Hidden trade is a serious problem in Oman’s labour market that needs to be addressed, according to Shahswar Al Balushi, CEO of Oman Society of Contractors, reported the Times of Oman. Hidden trade occurs when an Omani has a company, which he doesn’t actually run, operate or finance, and an expat does and uses the commercial registration against a fee.
Al Balushi added that hidden trade is not just bad for individuals involved but for the economy of the country as well. First, it means there is no Omanisation. Second, there have been cases whereby the potential expat who’s conducting business takes deposits for work to be done and runs away, with no mechanism of controlling the policy.
“It is a huge practice in Oman and we need to address the issue of hidden trade,” said Al Balushi. When he presented his paper to Tanfeedh as the leader of labour labs he tried to demonstrate hidden trade in the construction sector, which is the biggest employer in the country, employing approximately 750,000 people; 55,000 are Omanis and the remainder is made up of expats. On further analysis, medium and large companies employ half of the Sultantae’s expat population, while small companies employ the other half.
“Out of the 55,000 Omanis, the medium and large companies employ 52,000 and the small companies employ only 3,000. So there is a distortion. Therefore, Omanisation in the sector is below eight per cent, but if you take the medium and large companies, Omanisation is 16 per cent,” he explained.

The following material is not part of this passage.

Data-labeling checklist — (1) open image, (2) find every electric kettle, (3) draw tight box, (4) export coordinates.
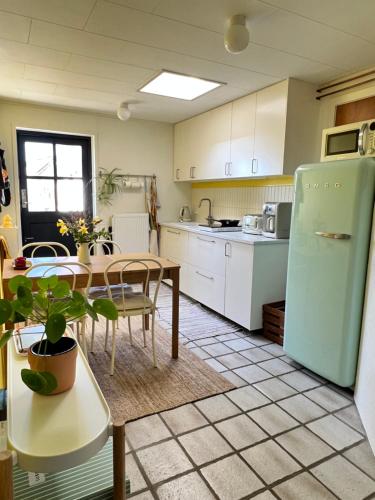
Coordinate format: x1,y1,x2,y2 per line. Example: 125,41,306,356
179,205,191,222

Al Balushi also emphasised the importance of quality and not quantity Omanisation. He added that in order to ensure quality and not quantity Omanisation, upskilling of middle management and top management needs to be introduced, and a balanced formula between jobseekers and the process of upscaling needs to be established, which will create a flow upwards. "People who are already in the work will get upscaled and those who are new fill in the lower gap. Over a period, we will see a natural flow of people going in and up. At the moment we are only trying to shove people in without any gaps, so companies don’t know what to do with these people,” he said, as reported in the Times of Oman.
He also said that it is important to fix and achieve the right Omanisation target. The current Omanisation rate fixed for the construction sector is 30 per cent and Al Balushi and his team have been pushing to bring it down to 10 per cent, and steadily grow to 15 per cent by 2020 and then create different ways to achieve Omanisation, such as direct hire, training for employment.
The labour lab of Tanfeedh, the national programme for enhancing economic diversification has proposed 14 solutions for the labour lab, one of which includes an employment centre to match the needs and demand and supply of human capital. Currently an authority registers Omani manpower, but now the process needs to move from registering to supply and demand. Al Balushi added that the people that are registered are raw material; there needs to be a way to check if they need further process or are ready to go to the market. By this end to end, the private sector will say what what the market requires.
In addition, Ahmed Al Hooti, director of the economic wing of the Oman Chamber of Commerce and Industry, said there needed to be better streamlining of Oman’s economy when Tanfeedh comes into effect, adding that the Government and private sector, when they are thinking of the future, have to think altogether. “Today, the Government and other institutions are trying to change the rules and regulations to help the local and foreign investors to make it easy to invest in Oman. “We are trying to use our foreign relations in a way to help our economy. I believe this is the right time to keep talking about the change in these kinds of regulations. We are asking the Government in different locations and at different events and during different talks that we need to find change happening, not just that we talk and then wait for a long time for change to happen,” he said in the Times of Oman report.